Her own personal love of learning and language is what inspired Natalia Benjamin to become a teacher, and helping her students find their own voice within language and the world is part of why she was named the 2021 Minnesota Teacher of the Year.

“Students can find their voice and realize that as they understand and read the world around them, they have the power to shape it and their personal futures,” said Benjamin in one of her essay submissions for the award. “Together, we can build an educational system where the integration of representative curriculum and equitable practices can lead to a reduction of inequitable discipline data and opportunity gaps.”

Benjamin is a high school English learner and ethnic studies teacher at Century High School in the Rochester school district. Benjamin is the 57th recipient of the award, the first from the Rochester district and the first Latinx teacher to be named Minnesota Teacher of the Year.
“Our students don’t see themselves reflected very often,” she said. “(Being the first Latinx Minnesota Teacher of the Year) has made me realize how much more we have to uplift and represent the cultures.”

A native Spanish speaker, Benjamin also grew up speaking, reading and writing French while attending a French school in Guatemala City. Later, she learned English in middle school and high school. She says the exposure to different languages prepared her to better understand a child’s language acquisition process.

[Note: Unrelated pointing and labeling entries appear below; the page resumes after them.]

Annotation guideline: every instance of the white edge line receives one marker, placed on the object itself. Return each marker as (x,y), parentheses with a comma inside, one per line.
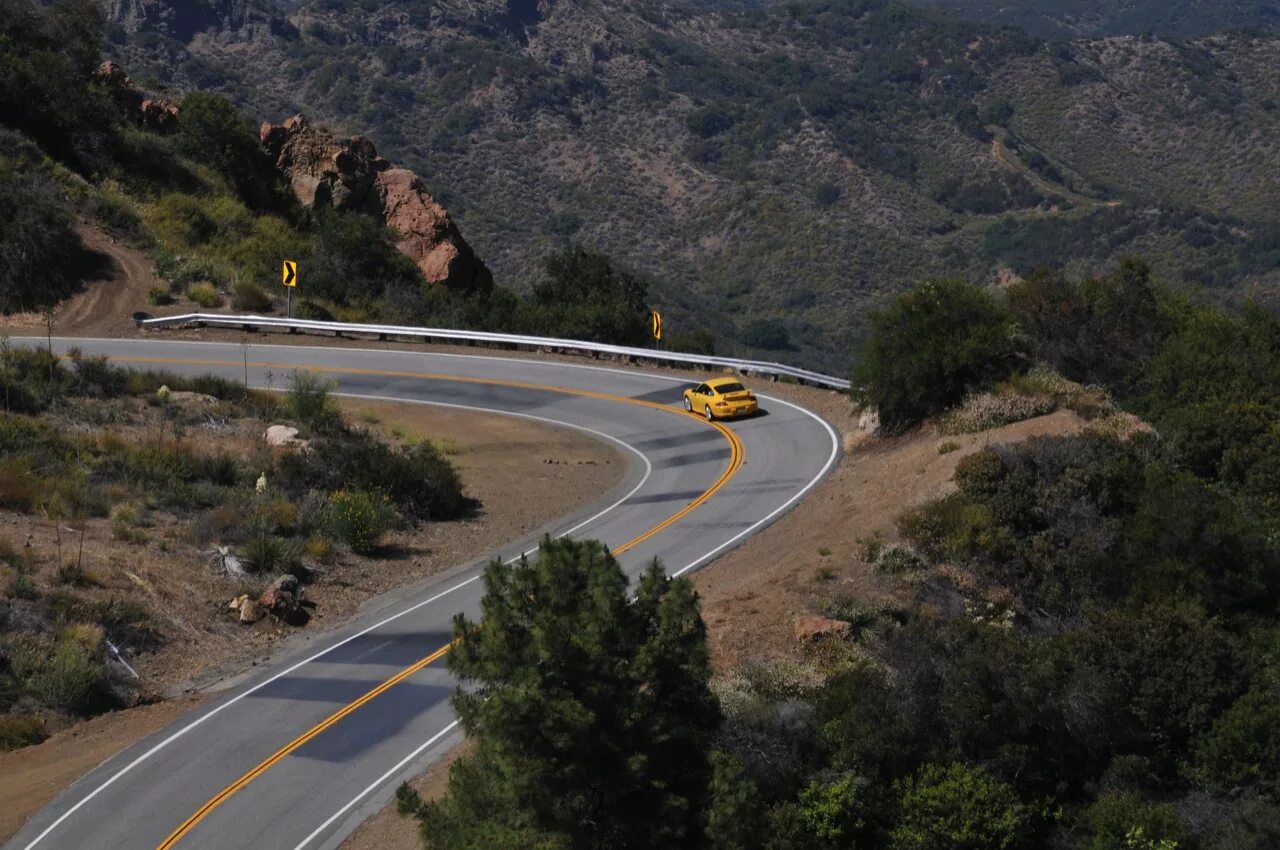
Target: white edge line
(648,467)
(785,506)
(831,460)
(376,784)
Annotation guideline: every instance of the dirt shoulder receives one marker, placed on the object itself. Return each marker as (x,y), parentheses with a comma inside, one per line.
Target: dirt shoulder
(752,597)
(525,474)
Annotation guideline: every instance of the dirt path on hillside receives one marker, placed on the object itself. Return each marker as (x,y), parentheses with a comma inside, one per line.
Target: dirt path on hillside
(108,298)
(524,473)
(1001,154)
(106,305)
(752,597)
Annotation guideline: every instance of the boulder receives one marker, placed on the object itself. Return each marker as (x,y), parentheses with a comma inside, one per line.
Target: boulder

“Natalia sets her students up for success by fostering a safe, positive and welcoming learning environment for every child,” wrote Molly Murphy, assistant principal at Century High School, in a letter supporting Benjamin’s nomination. “She has an ability to vary instruction and adjust lessons to meet student needs. Natalia creates an open, supportive environment with mutual respect among the students.”

Benjamin knows that her classroom is a space to do more than just learn a language.

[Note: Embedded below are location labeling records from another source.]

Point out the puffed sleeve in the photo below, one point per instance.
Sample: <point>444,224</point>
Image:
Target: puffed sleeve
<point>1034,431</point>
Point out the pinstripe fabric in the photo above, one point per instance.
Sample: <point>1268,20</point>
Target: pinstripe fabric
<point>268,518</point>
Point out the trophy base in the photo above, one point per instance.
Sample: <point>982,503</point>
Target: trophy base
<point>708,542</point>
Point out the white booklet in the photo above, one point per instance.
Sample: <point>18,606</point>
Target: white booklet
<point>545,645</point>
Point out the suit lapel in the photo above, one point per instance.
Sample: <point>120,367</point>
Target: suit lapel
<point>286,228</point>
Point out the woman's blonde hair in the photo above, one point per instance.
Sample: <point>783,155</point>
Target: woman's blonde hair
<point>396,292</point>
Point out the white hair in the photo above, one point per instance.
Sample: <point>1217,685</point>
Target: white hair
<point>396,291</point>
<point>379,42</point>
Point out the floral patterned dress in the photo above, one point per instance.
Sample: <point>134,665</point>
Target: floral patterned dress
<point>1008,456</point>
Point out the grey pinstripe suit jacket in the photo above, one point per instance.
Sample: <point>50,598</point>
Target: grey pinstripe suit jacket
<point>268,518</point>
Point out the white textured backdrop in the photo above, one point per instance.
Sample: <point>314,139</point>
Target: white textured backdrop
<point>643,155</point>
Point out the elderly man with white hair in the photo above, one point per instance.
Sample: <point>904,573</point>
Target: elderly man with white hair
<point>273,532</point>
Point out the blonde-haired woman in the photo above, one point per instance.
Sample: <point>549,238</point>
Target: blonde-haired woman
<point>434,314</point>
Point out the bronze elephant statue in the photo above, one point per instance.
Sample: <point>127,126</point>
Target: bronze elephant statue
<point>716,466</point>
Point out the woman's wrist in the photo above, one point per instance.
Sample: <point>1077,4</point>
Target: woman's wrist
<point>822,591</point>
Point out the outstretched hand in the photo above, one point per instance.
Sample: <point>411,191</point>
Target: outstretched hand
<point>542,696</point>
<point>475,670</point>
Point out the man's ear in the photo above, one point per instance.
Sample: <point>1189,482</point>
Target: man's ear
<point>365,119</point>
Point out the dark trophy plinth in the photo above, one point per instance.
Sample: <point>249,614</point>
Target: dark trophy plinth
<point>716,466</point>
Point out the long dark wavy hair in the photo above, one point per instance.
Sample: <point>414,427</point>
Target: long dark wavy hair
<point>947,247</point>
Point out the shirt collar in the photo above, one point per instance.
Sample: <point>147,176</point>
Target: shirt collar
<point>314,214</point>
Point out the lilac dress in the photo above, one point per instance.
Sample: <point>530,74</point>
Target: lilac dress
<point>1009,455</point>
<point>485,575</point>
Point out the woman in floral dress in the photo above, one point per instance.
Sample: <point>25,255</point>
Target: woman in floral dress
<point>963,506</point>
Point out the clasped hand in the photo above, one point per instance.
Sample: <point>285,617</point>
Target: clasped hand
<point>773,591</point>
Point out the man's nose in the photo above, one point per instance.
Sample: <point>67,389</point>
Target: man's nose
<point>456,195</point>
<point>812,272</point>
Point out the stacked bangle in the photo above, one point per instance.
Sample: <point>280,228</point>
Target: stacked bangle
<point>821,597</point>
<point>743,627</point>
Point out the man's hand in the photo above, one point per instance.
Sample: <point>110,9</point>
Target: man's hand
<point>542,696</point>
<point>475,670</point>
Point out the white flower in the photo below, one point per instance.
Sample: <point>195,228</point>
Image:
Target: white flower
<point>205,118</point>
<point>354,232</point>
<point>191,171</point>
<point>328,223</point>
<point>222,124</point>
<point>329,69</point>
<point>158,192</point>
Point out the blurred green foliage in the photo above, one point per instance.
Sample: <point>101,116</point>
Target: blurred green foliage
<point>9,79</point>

“I want to make students feel more comfortable speaking in the United States, but it’s not about the grammar or the vocabulary,” she said. “Learning more about heritage speakers really captured my passion and my heart in how we can provide more culture lessons and accurate history for our students. That opened the door into how I could improve my teaching and how I could provide more opportunities for students to tap into the ideas not always talked about in our school settings.”

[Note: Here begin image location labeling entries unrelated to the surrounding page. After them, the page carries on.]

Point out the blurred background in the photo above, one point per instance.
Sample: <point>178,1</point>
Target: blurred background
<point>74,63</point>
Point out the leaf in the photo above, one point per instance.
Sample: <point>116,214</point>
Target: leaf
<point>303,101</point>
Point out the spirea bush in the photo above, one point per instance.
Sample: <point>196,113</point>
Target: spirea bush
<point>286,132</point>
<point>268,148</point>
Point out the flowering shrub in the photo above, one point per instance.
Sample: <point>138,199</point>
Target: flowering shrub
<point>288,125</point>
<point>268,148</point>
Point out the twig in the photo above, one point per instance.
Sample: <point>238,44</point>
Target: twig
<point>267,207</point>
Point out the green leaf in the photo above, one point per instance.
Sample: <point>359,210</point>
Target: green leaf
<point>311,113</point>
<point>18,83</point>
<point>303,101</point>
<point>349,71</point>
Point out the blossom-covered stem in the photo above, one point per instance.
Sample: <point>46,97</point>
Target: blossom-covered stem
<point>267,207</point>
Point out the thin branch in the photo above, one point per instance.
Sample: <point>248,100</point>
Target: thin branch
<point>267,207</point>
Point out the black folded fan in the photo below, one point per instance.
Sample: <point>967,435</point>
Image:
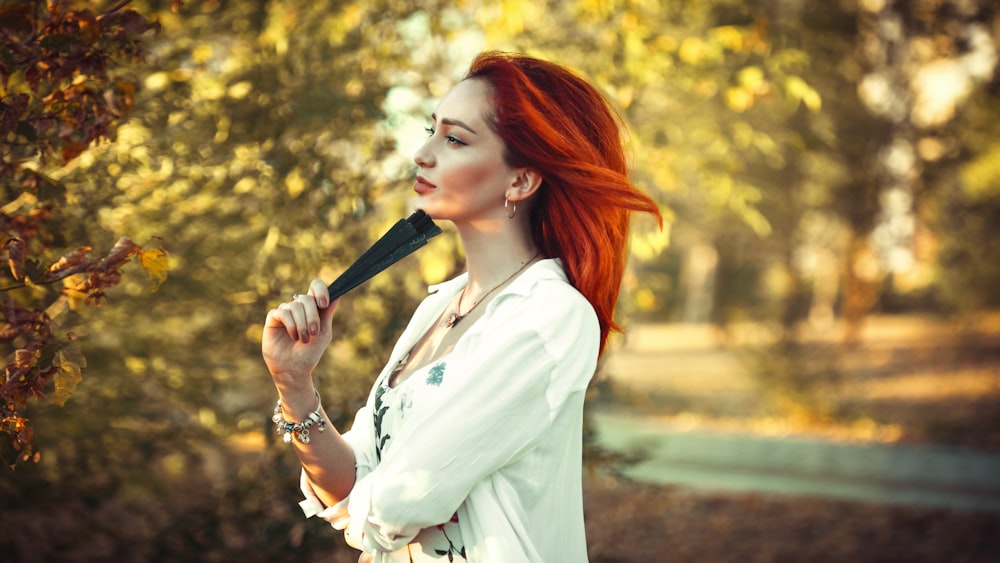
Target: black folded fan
<point>406,236</point>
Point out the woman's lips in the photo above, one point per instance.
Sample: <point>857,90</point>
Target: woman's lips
<point>422,185</point>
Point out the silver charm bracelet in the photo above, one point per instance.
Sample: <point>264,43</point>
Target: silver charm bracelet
<point>298,429</point>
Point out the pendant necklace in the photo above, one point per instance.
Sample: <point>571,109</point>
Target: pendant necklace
<point>456,316</point>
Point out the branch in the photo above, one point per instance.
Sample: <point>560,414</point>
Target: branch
<point>117,7</point>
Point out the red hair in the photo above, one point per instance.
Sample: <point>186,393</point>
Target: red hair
<point>552,120</point>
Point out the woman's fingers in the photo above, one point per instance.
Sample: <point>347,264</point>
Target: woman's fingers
<point>319,291</point>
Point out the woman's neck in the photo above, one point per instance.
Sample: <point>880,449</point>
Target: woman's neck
<point>493,252</point>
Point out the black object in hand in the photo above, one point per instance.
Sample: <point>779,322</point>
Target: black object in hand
<point>406,236</point>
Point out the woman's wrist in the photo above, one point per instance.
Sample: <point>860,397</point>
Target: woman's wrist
<point>297,396</point>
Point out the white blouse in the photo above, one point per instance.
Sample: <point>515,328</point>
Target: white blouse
<point>496,442</point>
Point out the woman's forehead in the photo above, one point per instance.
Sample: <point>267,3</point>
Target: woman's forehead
<point>467,101</point>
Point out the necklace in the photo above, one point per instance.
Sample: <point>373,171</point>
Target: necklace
<point>456,316</point>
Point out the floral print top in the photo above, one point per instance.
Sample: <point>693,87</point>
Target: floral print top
<point>444,541</point>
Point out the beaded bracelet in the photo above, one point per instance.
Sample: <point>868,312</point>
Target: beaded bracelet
<point>298,429</point>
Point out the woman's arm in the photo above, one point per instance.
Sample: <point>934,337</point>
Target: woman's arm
<point>296,334</point>
<point>495,402</point>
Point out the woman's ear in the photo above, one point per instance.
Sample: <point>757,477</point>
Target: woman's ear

Benjamin said she also knows just how much her classroom is a space to help take care of their community.

“We’re still in the pandemic, but we need to come to a better understanding of what has happened in the last 18 months,” she said. “It’s been a rough year. Everybody’s been through something. This is an opportunity for us to think about how we build educational environments that make room to talk about all these issues. Society at large needs to think about how we talk about opportunities where we build learning communities not just on academics but on the skills we need to take care of each other.”